The referendum on June 23, 2016 showed that 52% of Britons agreed with Brexit and 48% disagreed. Before that even the pro-Brexit leaders didn’t expect they could win.
Initial impacts on Britain
British politics saw a lot of changes after Brexit and all political parties were under pressure. Theresa May, a neutral figure of the Conservative Party, succeeded David Cameron as Prime Minister and has taken over the task of managing Brexit procedures.
The Labour Party experienced internal division including the resignation of 20 members of parliament, except leader President Jeremy Corbyn, who is against Brexit.
Scottish Governor, Nicola Sturgeon, has repeatedly threatened to organize a referendum on Scotland’s separation from the UK. The UK Independence Party (UKIP), which tends to oppose immigration and advocates Scotland to leave the UK, has gained stronger say.
Experts predicted that Brexit would push the UK’s economy into a recession, but in fact it’s not.

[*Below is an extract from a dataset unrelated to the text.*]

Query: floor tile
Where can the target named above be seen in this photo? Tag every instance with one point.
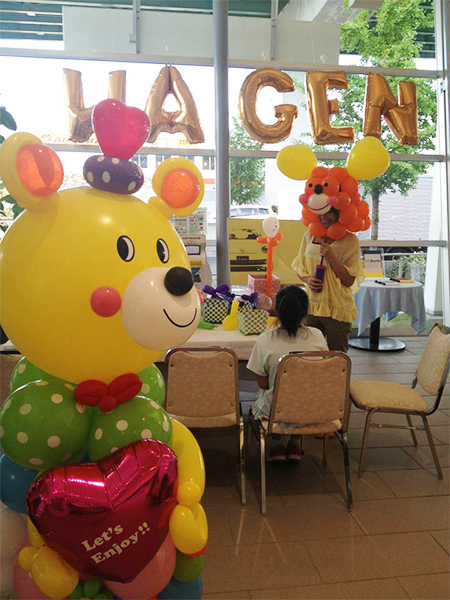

The UK’s economy has prospered thanks to stronger consumption and improved industrial production and trade.
6 months after Brexit, the UK’s production and services were stable; retail revenue was higher than expected; the labor market recovered with unemployment falling to 4.5%, the lowest in 11 years.
The EU’s problems
Brexit has pushed the EU in to the most difficult period since the Cold War. It has weakened the EU and created more problems for EU leaders, besides the anti-terrorism war, the migrant crisis, and its economic impacts.
Brexit has also caused division among EU members. Switzerland has decided withdraw its application to join the EU, while some other EU members, including Italy and the Netherlands, are considering similar referendums like in the UK.
The EU’s influence on economic negotiations with the Republic of Korea, Japan, India, and China has reduced. In anti-terrorism, the EU has lost its intelligent resources in the UK.
Brexit negotiations between the UK and the EU will officially begin in 2017. Experts say rows over Brexit will push Britain into instability as both employers and employees feel insecure, and complicated issues regarding free travel, employment, trade, and the rights of British citizens in the EU and vice versa need carefully consideration.
Economic instability will affect Britain’s trade with big partners including Ireland, the Netherlands and Belgium.
Brexit’s impact on EU’s economy in the short-term will not be serious, but it will hinder regional economic recovery. Political division will expand as many EU countries will organize elections this year.